Open questions for counsel (one ask)

  1. Does the staffing client have an existing SOC 2 report we leverage, or do we need our own?
  2. Are we using any real candidate photos? If yes, is BIPA consent in place?
  3. Does Illinois have an AI hiring transparency law on the books in 2026? If yes, what does the bias audit report need to look like?
  4. What's the IL Day and Temporary Labor Services Act recordkeeping retention period? Does it interact with our 4-year proposed SLA?
  5. Are background checks performed? If yes, do we need FCRA pre-adverse-action workflow integration?
  6. Any healthcare placements? (HIPAA scoping)
  7. Is the staffing client a federal contractor? (OFCCP scoping)
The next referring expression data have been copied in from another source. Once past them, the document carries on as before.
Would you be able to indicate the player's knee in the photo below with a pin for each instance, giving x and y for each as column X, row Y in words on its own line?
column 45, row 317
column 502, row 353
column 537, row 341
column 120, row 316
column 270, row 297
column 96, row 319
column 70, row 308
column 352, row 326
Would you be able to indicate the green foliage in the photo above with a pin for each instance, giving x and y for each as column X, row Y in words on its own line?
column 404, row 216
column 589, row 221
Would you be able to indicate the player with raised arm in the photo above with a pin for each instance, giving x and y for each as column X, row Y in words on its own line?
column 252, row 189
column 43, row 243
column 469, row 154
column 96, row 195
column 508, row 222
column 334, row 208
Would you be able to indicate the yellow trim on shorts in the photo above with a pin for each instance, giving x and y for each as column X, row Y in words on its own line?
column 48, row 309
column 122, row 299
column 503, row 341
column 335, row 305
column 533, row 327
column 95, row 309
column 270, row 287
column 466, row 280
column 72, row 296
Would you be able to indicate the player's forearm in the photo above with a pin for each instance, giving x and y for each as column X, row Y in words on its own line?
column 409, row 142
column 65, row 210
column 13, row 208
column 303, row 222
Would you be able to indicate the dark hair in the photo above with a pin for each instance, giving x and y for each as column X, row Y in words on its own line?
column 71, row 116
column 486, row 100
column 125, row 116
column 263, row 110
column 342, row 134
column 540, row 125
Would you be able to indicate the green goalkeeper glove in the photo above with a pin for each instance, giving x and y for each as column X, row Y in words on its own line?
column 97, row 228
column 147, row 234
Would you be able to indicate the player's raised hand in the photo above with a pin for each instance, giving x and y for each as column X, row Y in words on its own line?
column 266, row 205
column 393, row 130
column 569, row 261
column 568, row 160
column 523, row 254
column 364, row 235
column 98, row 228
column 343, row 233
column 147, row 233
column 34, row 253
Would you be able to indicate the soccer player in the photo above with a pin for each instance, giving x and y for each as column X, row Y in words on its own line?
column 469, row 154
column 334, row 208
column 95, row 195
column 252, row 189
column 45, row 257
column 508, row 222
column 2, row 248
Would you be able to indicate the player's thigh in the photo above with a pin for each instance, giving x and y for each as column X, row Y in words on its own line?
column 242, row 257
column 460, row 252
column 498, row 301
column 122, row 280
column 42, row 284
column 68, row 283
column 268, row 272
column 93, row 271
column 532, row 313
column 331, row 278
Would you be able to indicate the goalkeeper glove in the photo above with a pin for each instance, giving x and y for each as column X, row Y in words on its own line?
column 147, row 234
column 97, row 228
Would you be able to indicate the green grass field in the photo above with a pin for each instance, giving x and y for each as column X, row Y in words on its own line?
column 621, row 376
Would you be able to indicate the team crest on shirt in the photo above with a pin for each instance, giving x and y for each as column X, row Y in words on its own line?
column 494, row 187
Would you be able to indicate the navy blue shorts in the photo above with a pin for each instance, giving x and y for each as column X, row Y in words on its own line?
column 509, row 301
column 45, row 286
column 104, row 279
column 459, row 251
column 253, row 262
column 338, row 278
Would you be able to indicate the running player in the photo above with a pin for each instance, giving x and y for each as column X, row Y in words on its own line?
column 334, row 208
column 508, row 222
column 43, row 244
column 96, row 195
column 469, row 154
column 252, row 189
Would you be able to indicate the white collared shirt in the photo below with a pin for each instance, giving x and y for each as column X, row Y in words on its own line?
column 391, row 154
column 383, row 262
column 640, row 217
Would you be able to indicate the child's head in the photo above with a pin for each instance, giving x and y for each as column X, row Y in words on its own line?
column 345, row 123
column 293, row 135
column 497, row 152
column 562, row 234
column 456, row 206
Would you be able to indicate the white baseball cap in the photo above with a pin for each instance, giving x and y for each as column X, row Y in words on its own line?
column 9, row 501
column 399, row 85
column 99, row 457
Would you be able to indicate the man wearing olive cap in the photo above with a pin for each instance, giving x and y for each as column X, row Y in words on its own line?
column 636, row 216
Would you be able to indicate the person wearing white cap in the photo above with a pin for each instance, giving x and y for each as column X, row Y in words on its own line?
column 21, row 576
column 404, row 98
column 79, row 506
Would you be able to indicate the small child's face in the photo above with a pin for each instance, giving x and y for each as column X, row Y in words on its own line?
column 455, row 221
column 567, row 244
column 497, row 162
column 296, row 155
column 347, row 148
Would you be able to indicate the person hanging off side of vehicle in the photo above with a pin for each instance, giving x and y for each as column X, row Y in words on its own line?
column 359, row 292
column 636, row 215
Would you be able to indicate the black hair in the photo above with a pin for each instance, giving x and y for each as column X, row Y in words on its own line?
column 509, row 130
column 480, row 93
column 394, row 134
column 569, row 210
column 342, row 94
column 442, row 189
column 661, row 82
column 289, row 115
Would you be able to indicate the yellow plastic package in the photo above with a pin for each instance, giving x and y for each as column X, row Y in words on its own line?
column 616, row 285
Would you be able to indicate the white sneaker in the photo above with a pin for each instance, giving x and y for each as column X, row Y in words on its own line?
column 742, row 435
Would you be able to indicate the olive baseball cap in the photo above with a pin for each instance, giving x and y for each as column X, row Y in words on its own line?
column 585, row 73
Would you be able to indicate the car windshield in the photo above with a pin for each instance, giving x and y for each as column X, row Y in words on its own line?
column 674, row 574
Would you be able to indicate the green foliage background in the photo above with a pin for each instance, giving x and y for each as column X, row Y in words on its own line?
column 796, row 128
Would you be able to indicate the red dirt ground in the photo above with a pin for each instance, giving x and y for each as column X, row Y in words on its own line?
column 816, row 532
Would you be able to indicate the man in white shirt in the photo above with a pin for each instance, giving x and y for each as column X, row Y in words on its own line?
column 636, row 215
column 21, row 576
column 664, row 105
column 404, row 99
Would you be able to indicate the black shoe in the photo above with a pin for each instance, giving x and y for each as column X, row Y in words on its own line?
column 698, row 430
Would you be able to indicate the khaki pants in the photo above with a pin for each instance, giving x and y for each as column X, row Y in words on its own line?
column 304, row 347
Counsel's answers shape whether the §8 phase plan ships as-is or needs reordering.


11. What this PRD is NOT

  • Not a contract with the staffing client. That document needs lawyers and signs after this is built.
  • Not a regulatory compliance attestation. We can build to the spirit of GDPR/CCPA/EEOC/BIPA/etc — passing actual certification is its own project.
  • Not a guarantee against discrimination claims. It's a guarantee that if a claim is filed, we can produce evidence about how decisions were made.
  • Not a substitute for human review. The audit shows what the AI did; humans still own the final call on hires.
  • Not legal advice. The §10.5 jurisdictional surface is a research-grade checklist, NOT counsel's analysis. Verify everything with actual employment + privacy counsel licensed in IL + IN before claiming compliance with anything in this document.

12. Appendix — terms

  • Subject — a person whose data flows through the system (candidate, worker, applicant). Identified by candidate_id.
  • Decision — any system action that changes a subject's standing (added to candidate pool, ranked in search, recommended for fill, validated, scored, etc.).
  • Audit row — one record in the audit response per decision, with the schema in §2.
  • PII — personally identifiable information per the broad CCPA/GDPR definitions. In this system: name, email, phone, address, SSN, DOB, plus inferred-from-photo attributes.
  • Protected attribute — characteristics that are illegal to discriminate on under federal/state law. The §4 list.
  • Inferred attribute — a protected attribute the model derives from a non-protected feature (zip → race correlation, name → ethnicity correlation).
  • Identity service — the daemon that holds candidate_id ↔ PII mapping. Separate auth.
  • Subject tagging — the practice of labeling every decision/embedding/log row with a candidate_id so the audit endpoint can find it.
  • Cryptographic erasure — making data unrecoverable by destroying its decryption key, even if the encrypted bytes remain on disk. Used for right-to-be-forgotten on append-only logs.

Change log

  • 2026-05-03 — Initial draft. Authored after J flagged the audit-trail gap as the production-readiness blocker.